En esta semana ha visto con pesar cómo lo más granado de
Roma celebraba, en memorable banquete, al caballero Mario,
condenado días antes a multa y prisión por estimarse injuriosos
al Pontífice varios artículos que publicó en la Lega della
Democrazia; mantenedores de la monarquía y de la República se
unieron en esta faena de plácemes, y en torno a la brillante
mesa se juntaron radicales, republicanos, y anticlericales, sin
que fuera aquella fiesta desordenada ni bulliciosa, sino propósito
grave y deliberado, nacido de mentes poderosas, y puesto en
acción por personas de popular renombre y fama de sensatos.

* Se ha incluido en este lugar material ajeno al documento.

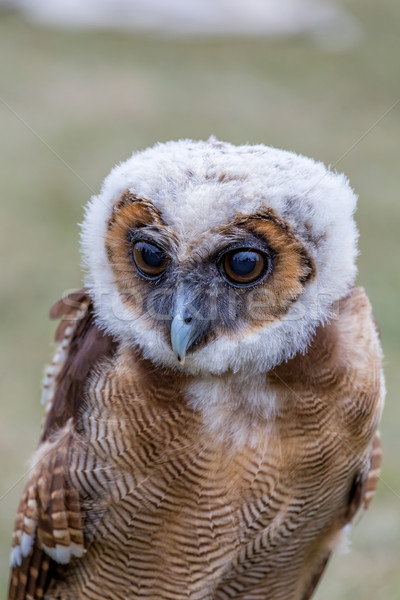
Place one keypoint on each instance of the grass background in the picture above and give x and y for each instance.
(91, 99)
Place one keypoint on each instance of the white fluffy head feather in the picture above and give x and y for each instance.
(197, 186)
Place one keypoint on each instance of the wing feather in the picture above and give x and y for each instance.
(49, 523)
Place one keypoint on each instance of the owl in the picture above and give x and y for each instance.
(213, 402)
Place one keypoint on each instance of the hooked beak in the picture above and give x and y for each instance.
(185, 329)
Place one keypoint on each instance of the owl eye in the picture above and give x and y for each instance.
(244, 266)
(150, 260)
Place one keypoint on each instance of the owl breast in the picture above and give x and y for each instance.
(171, 512)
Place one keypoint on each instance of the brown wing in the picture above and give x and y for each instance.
(361, 494)
(49, 524)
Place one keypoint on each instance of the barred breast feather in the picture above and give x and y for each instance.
(131, 496)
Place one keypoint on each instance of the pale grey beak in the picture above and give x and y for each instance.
(183, 334)
(185, 329)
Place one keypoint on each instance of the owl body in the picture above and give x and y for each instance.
(212, 467)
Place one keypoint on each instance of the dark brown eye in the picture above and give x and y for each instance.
(244, 266)
(149, 259)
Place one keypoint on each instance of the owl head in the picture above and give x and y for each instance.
(211, 258)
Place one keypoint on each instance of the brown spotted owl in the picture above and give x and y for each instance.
(213, 402)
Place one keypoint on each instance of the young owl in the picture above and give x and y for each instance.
(213, 403)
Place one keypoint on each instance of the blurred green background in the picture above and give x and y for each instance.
(88, 99)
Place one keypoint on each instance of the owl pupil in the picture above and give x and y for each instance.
(150, 260)
(243, 263)
(152, 256)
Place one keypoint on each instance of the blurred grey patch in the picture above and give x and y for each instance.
(325, 21)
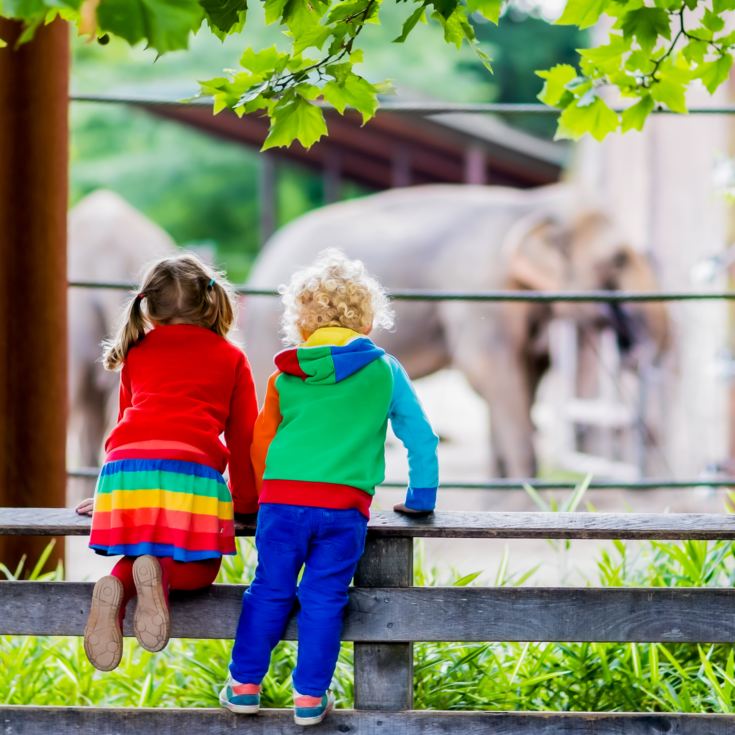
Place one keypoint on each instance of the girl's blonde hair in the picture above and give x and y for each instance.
(333, 292)
(180, 289)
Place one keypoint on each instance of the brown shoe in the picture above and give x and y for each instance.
(152, 624)
(102, 634)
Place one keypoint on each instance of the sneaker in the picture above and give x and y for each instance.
(311, 710)
(102, 634)
(241, 698)
(152, 623)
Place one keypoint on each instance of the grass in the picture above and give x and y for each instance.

Ya ha bendecido el Pontífice una capilla nueva, en honor de los
santos de Italia y de Francia que canonizó poco ha y, cuando vio
reunidos en redor de su trono, a los altos dignatarios de la
Iglesia que volvían, rematadas ya las fiestas, a sus diócesis, les
pidió,—como si respondiese con su súplica a secreta queja, y
diese cuenta pública del enconado cisma que reveló el canónigo
Campoello,—gran paz y fraternal armonía, por ser más que
nunca necesarias a la cura de la Iglesia las amistades de sus
hijos. «En estos muros»—les decía— «puso Dios el poder de
contener a las masas encrespadas, y en estas manos débiles ha
puesto, como en las de todos sus vicarios, la fortaleza necesaria
para embridar las pasiones de los hombres. ¡Ved cómo injurian a
nuestra Iglesia, a despecho de estos poderes con que protege y
salva! ¡Con locura y audacia nos niegan estos beneficios que
hacemos, de refrenar y de calmar! ¡Pueda Italia algún día
entender a qué la obliga su amor a la libertad, y pueda llegar a
creer que el Papa sólo ha de traerle prosperidad, y no riesgos!»
JOSÉ MARTÍ
La Opinión Nacional. Caracas, 10 de enero de 1882.